Whatever conclusion may be drawn about our environmental performance in 2007, many challenges remain. Two of my priorities this year include helping to prevent future wildfires, and attracting attention to the need for water conservation and water recycling.
While wildfire is a natural part of our ecosystem, there is more than can be done to reduce its severity and protect lives, homes and the environment. I have introduced a package of wildfire prevention bills that will assist local governments in purchasing fire trucks and firefighting helicopters, and better protect people and homes in high-risk fire areas.
The legislation will also indirectly save wildlife, prevent the spread of non-native plants, and reduce air pollution. It is unknown how many animals and birds perished in last year's wildfires, but untold thousands were forced from their habitats as the fires raced across the landscape. By reducing the frequency and swath of the wildfires, we may hope to avoid mass deaths and exodus of wildlife into urban areas. At the same time, fewer wildfires mean our native plants will be better protected, many of which are less susceptible to burning.
Reducing wildfires also protects our air quality. During the October 2007 wildfires, San Diego County residents were instructed to stay indoors and run air conditioners to avoid fine particles floating in the air. Without such protection, the ash could have lodged in people's lungs and caused bronchitis and aggravated heart and lung diseases. According to a University of Colorado study, the 2007 California wildfires released as many greenhouse gases as is emitted in an average week across California.
Another environmental priority is increasing water conservation and water recycling.

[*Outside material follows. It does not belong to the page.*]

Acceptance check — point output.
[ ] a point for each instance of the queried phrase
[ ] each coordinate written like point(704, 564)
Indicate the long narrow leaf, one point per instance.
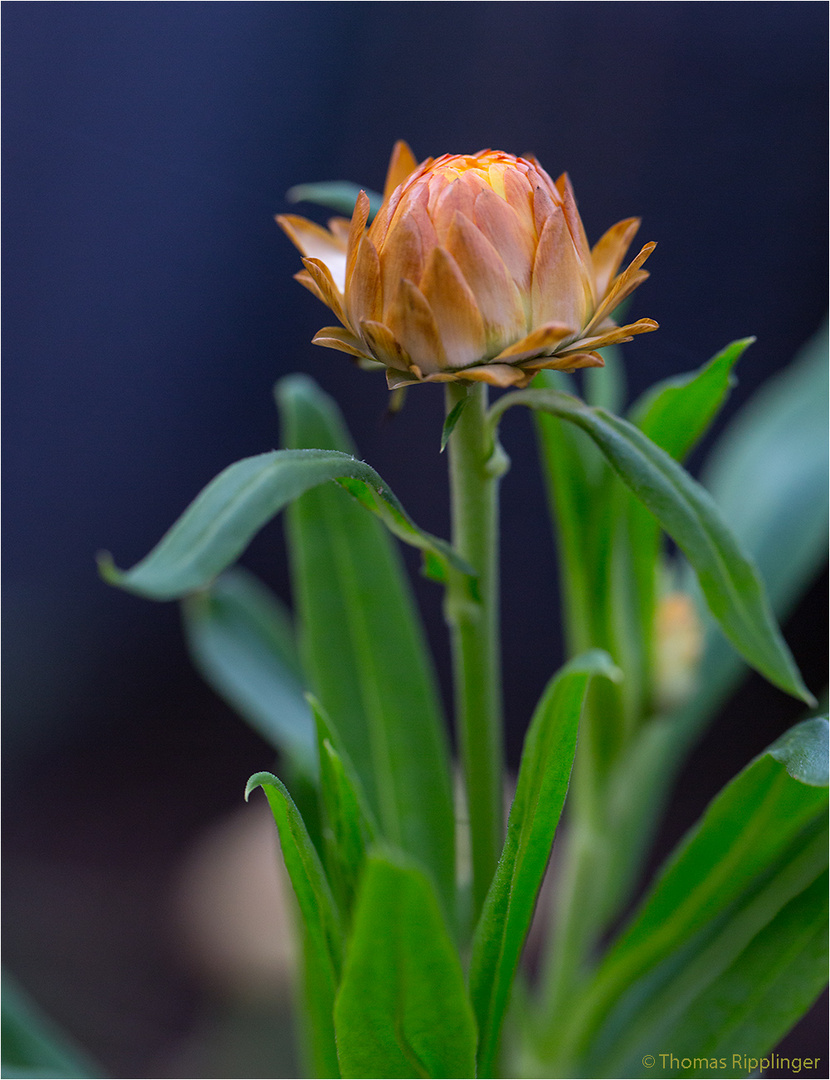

San Diego has a desert-like climate, one that makes the region dependent on dwindling water from the Colorado River and snowmelt in the Sierra Nevada Mountains. In San Diego County, residents and businesses have long been conscious of the need for water conservation. When the last drought hit our region from 1986 to 1992, people responded by installing low-flow toilets and showerheads in their homes and drip-irrigation systems in their gardens. Water use dropped 11 percent between 1990 and 2004, despite a 19 percent population increase in San Diego County during the same period.
In spite of water conservation's benefits, it alone will not meet the region's long-term water needs. That's where the issue of water recycling comes in. Opponents, who infamously refer to the program as "toilet to tap," distort the current debate. While it is true that treated wastewater would be filtered and delivered to the tap in your home, the procedure is nothing new in San Diego. Currently, 400 million gallons of treated wastewater is discharged into the Colorado River and becomes a drinking source to our region. After learning this fact, a poll conducted last September by the San Diego Institute for Policy Research found that 61 percent of county respondents support water recycling.
I appreciate your commitment to the environment and hope that you will make it an even greater personal pursuit this year. We all have a role to play in protecting our planet, and I hope you can focus this year on reducing your outdoor water use at home. It's a simple step, but when multiplied by the millions of San Diego County residents, its impact is infinite.
Sen. Kehoe represents the 39th Senate District.